As the Falcons (11-5) practiced twice this bye week, the biggest real difference has been that players were not given game plans because they won’t know who they’ll play host to Jan. 14 until the results of this weekend’s wild-card games.

While coaches late in the week began scouting the three teams Atlanta might play, players were encouraged to work on specific weaknesses in their games. Players were self-scouting, with help from coaches.

If Seattle (10-5-1) beats the Lions (9-7) on Saturday, the Seahawks will visit. Should Detroit win, then the Falcons will take on the winner of Sunday’s game between the Giants (11-5) and Packers (10-6).

For now, Ryan suggests, don’t worry about any of that.

“I think that the experiences I’ve had throughout my career have helped me improve and get better, and you try to relay those tidbits onto the guys,” he said, leaning on his five playoff games in 2008, ’10, ’11 and ’12. “I think coach Quinn’s done a great job of setting a tone where it’s about personal improvement.

“You get out on the practice field, and … improve one or two of those things that can help you. Worrying too much about who we’re going to see or any of that kind of stuff, it doesn’t make a difference right now.”

Rookie defensive backs Keanu Neal and Brian Poole seem to be listening.

They’re not yet concerning themselves with whom the Falcons might play, or pondering the fact that the past three Super Bowl champions have all been teams that began their postseasons with a bye, nor that the three before that did not.

“Just focusing on the process, taking it day by day, not looking too far into the getting to the Super Bowl,” Neal said. “Just focusing on us, not a certain team. It’s about us getting fundamentals and technique and everything.”

Poole’s looking at himself.

“(Reserve safety) Dashon Golson has been to the Super Bowl (with the 49ers after the 2012 season),” said the cornerback said. “He’s kind of been through it. He’s trying to tell us what needs to be done, what the week needs to consist of and the tempo that we need to practice with. … It’s all about us this week.”

Jones has played in three playoff games, after the ’11 and ’12 seasons. He said don’t change, young fellas.

“As a young guy, you don’t know what to do,” he explained. “That’s why we’re here, to let them know they don’t have to do extra, but they’ve just got to do their work … You don’t want to make up anything when the playoffs come around.

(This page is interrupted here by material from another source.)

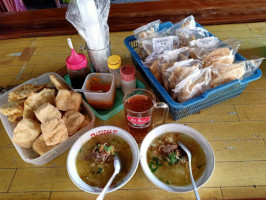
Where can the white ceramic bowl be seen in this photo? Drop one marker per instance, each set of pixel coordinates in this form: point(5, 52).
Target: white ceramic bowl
point(166, 128)
point(71, 159)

“We’ve got to continue to do what we do. That’s why we have the leaders on the team, and Dan Quinn did a great job allowing this team to be a player-led team so we can interact and tell guys, ‘Hey, you don’t need to make up this or that … just stay on your routine, and on the process.’”

Ryan said the plan is pretty simple: Don’t get caught up in commotion and the extra excitement surrounding the team now.

“I think the biggest message I’ve learned from past experiences is to keep things as normal as possible,” he explained. “I think outside the building, things get a lot different during the playoffs. Inside the building, things are very similar to what we go through during the year …

“For me, and for players, I think there’s comfort in that. Knowing that in order to win in the playoffs we need to do the exact same things that we did in the regular season. We’ve got to prepare really well, we’ve got to practice hard, compete and we’ve got to lock in during our meetings and lock in on our plan.”

To put it another way, keep the outside world out and focus on within.

“We know what’s at stake for us,” Jones said. “We’re not going to let distractions creep in.”